Q- Would you give an example?

Over the past few years North Korea has perpetrated cyberattacks against both South Korea and the United States. I think one of the most significant events that we have seen recently occurred during the 2008 conflict between Russia and Georgia. This conflict was an excellent worked example of what cyberwarfare techniques are capable of doing when combined with a physical attack. And most recently we have heard of Stuxnet and what it was capable of doing in the domain of industrial control systems. Stuxnet was an example of how cyber techniques can create effects in the physical world. I think that we have seen just the tip of the iceberg.

Q- What could be done to safeguard critical infrastructures against cyberattacks?

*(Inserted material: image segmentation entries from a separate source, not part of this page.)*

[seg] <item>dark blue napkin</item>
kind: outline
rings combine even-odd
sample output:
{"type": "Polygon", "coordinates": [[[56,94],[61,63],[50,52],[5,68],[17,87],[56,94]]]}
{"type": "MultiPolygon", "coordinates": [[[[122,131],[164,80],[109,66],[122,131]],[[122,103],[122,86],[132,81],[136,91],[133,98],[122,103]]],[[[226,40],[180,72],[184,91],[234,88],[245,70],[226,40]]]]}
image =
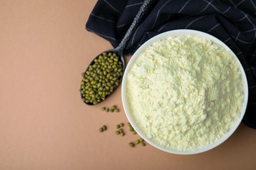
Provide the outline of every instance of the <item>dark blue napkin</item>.
{"type": "MultiPolygon", "coordinates": [[[[116,47],[142,4],[142,0],[98,0],[86,29],[116,47]]],[[[256,1],[159,0],[132,35],[124,54],[131,55],[161,33],[190,29],[224,42],[242,63],[249,86],[244,122],[256,129],[256,1]]]]}

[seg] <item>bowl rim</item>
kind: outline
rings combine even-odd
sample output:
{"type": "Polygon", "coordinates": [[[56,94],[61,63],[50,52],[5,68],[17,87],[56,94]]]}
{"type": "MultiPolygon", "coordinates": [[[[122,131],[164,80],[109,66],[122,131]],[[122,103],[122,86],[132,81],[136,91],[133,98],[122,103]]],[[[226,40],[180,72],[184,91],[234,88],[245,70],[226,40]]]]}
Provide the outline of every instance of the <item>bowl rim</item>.
{"type": "Polygon", "coordinates": [[[133,55],[133,57],[131,58],[130,61],[129,61],[126,69],[125,70],[123,80],[122,80],[122,84],[121,84],[121,100],[123,103],[123,109],[125,112],[125,115],[127,118],[128,118],[129,122],[131,123],[133,128],[135,129],[135,130],[137,132],[137,133],[143,138],[148,143],[151,144],[152,146],[154,146],[156,148],[158,148],[161,150],[172,153],[172,154],[184,154],[184,155],[188,155],[188,154],[199,154],[202,152],[206,152],[207,150],[211,150],[223,143],[224,143],[227,139],[228,139],[236,131],[236,129],[238,128],[238,126],[240,124],[242,118],[244,116],[246,107],[248,101],[248,84],[247,81],[246,75],[244,71],[244,69],[239,61],[238,58],[236,56],[236,54],[231,50],[231,49],[226,45],[223,42],[222,42],[219,39],[216,38],[215,37],[207,33],[202,32],[200,31],[197,30],[193,30],[193,29],[175,29],[175,30],[171,30],[168,31],[164,33],[162,33],[161,34],[159,34],[150,39],[148,40],[146,42],[145,42],[142,46],[140,46],[137,51],[134,53],[133,55]],[[163,147],[162,146],[160,146],[160,144],[156,143],[151,139],[148,139],[144,133],[140,129],[139,126],[135,123],[132,114],[129,112],[129,105],[127,103],[127,101],[126,99],[126,80],[127,80],[127,74],[131,69],[131,65],[134,63],[134,62],[137,59],[139,54],[148,46],[152,44],[153,42],[155,42],[158,40],[163,39],[165,38],[172,37],[172,36],[179,36],[179,35],[192,35],[192,36],[198,36],[198,37],[202,37],[203,38],[206,38],[208,39],[210,39],[213,42],[221,45],[223,46],[226,50],[230,51],[233,56],[233,57],[235,58],[235,60],[237,61],[240,65],[240,71],[241,71],[241,75],[242,75],[242,83],[243,83],[243,87],[244,87],[244,104],[241,110],[241,115],[239,117],[239,118],[237,120],[236,123],[233,125],[233,126],[229,129],[228,132],[226,133],[224,136],[223,136],[222,138],[221,138],[219,140],[217,141],[213,144],[204,148],[202,149],[197,150],[195,151],[179,151],[171,148],[167,148],[165,147],[163,147]]]}

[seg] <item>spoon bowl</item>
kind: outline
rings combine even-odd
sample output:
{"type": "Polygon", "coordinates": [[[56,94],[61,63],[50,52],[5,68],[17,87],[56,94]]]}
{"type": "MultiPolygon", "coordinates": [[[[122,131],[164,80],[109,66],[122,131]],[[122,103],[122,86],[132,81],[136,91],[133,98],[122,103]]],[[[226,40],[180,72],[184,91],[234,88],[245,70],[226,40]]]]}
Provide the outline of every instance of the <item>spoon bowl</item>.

Make sure you have good security policies in place, bring in the best technology, use firewalls, and have intrusion detection and prevention systems in place. Proper use of encryption is critical. Use security technology properly and build good (assured) software that doesn’t have vulnerabilities and holes in it. And underneath all of this security education, training and awareness for users is a necessity, because a human is usually the weakest link in the chain. Finally, it goes without saying that we need more trained cybersecurity specialists.

Q- Do you think our state and local governments are prepared to combat cybersecurity threats?

I believe that all the states have some degree of preparation when it comes to defending against cyber attacks and for dealing with critical infrastructure protection and homeland security. It’s a matter of having the funds and having the expertise. As we all know, cybersecurity is a very complex problem and I think that the state governments are doing a great job getting their arms around the problem and putting together programs and initiatives to deal with the problem.

Q- Overall is there anything in the cybersecurity area that is not being looked at?

I would say more funding for research and development is needed, because R&D is where you are going to see those breakthroughs, and we need breakthroughs in the area of cybersecurity. In addition, much more needs to be done to educate users on what cybersecurity means and how to keep systems secure.